Mas a participação popular, o movimento da sociedade civil organizada deve ser mais do que tolerado ou aceito. No caso dos municípios, precisa, na verdade, ser bem recebido por prefeitos e vereadores.
Nesse sentido, o processo em torno da aprovação do Plano Diretor Estratégico (PDE) da cidade de São Paulo é emblemático. Serve, naturalmente, de exemplo para as demais Câmaras Municipais do país.
Mais do que abrir as portas da Câmara paulistana para as consultas populares, desde outubro do ano passado foram realizadas audiências públicas nos quatro cantos da capital.
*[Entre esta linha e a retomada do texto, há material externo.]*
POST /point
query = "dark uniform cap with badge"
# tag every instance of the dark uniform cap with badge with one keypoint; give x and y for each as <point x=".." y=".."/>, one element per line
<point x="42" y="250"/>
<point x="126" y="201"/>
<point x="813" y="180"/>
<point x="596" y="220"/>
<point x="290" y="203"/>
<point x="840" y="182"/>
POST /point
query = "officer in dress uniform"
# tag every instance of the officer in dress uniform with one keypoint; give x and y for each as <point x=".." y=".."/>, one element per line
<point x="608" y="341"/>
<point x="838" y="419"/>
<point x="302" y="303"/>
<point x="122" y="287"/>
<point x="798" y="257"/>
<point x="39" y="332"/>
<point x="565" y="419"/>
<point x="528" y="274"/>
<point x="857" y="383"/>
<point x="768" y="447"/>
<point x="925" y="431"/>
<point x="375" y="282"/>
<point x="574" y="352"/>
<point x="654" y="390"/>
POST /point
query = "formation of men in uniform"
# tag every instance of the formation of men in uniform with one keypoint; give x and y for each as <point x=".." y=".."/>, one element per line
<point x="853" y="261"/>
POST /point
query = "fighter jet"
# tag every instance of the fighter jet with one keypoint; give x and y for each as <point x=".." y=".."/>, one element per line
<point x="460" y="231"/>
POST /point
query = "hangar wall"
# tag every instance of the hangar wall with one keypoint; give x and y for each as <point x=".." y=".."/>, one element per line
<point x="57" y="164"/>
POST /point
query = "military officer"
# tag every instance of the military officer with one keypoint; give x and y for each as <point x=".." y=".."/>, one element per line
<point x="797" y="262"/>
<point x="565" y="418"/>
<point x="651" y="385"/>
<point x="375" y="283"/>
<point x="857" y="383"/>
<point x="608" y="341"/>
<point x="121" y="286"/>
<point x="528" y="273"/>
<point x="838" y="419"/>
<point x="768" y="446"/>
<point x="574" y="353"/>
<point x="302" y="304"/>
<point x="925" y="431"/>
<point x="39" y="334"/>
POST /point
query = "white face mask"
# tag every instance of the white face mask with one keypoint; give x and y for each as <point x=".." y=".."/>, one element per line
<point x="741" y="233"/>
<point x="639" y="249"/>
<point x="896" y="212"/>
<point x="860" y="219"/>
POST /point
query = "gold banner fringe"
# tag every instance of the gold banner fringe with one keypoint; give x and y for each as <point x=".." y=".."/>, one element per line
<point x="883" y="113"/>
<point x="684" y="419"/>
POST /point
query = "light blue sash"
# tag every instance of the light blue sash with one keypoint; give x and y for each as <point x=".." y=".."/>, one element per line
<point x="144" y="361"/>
Esses encontros contaram com a participação de donas de casa, movimentos sociais, entidades, poder público e a sociedade, que puderam expressar suas opiniões. Todos deram sugestões a serem incorporadas nesse projeto, responsável por dar o rumo da maior cidade do país nos próximos 16 anos.
O PDE, que tramitou durante nove meses, teve 62 audiências públicas nos locais mais distantes e nos pontos centrais de São Paulo, com a presença de 6 mil pessoas.
Nesse total estão inclusos os quatro grandes encontros regionais, que tiveram ampla divulgação pelos veículos de comunicação e contaram com transmissão e cobertura da TV Câmara São Paulo, do Portal da Câmara e da Web Rádio Câmara. No total, foram recebidas mais de 1.700 sugestões, que vieram por meio das audiências públicas, de encaminhamentos feitos pela sociedade civil e pelo site institucional da Câmara.
Importante destacar que as ações dos movimentos populares, que tiveram seu epicentro em São Paulo em junho do ano passado e se multiplicaram Brasil afora, acabaram gerando propostas concretas acolhidas pela relatoria do PDE. Diversas lideranças foram, inclusive, recebidas pessoalmente pela presidência da Câmara Municipal, com sugestões para melhoria do cotidiano da população.
Nos dias que antecederam a votação final do Plano Diretor, centenas de manifestantes do Movimento dos Trabalhadores Sem Teto (MTST) acamparam na frente da Câmara. Representantes da entidade acompanharam os trabalhos dos vereadores nas galerias do plenário e se reuniram com parlamentares para levar os anseios relativos à relevante questão da habitação popular.
Dessa maneira, vereadores, movimentos populares, entidades e a sociedade foram protagonistas de uma importante conquista, que foi a aprovação definitiva do Plano Diretor Estratégico. Sem dúvida alguma, o processo realçou a força e importância da participação popular nos projetos de grande interesse coletivo. Por isso, digo: São Paulo está de parabéns pela forma amplamente democrática como discutiu e aprovou o Plano Diretor, permitindo assim a organização de uma cidade melhor para nossos filhos e netos.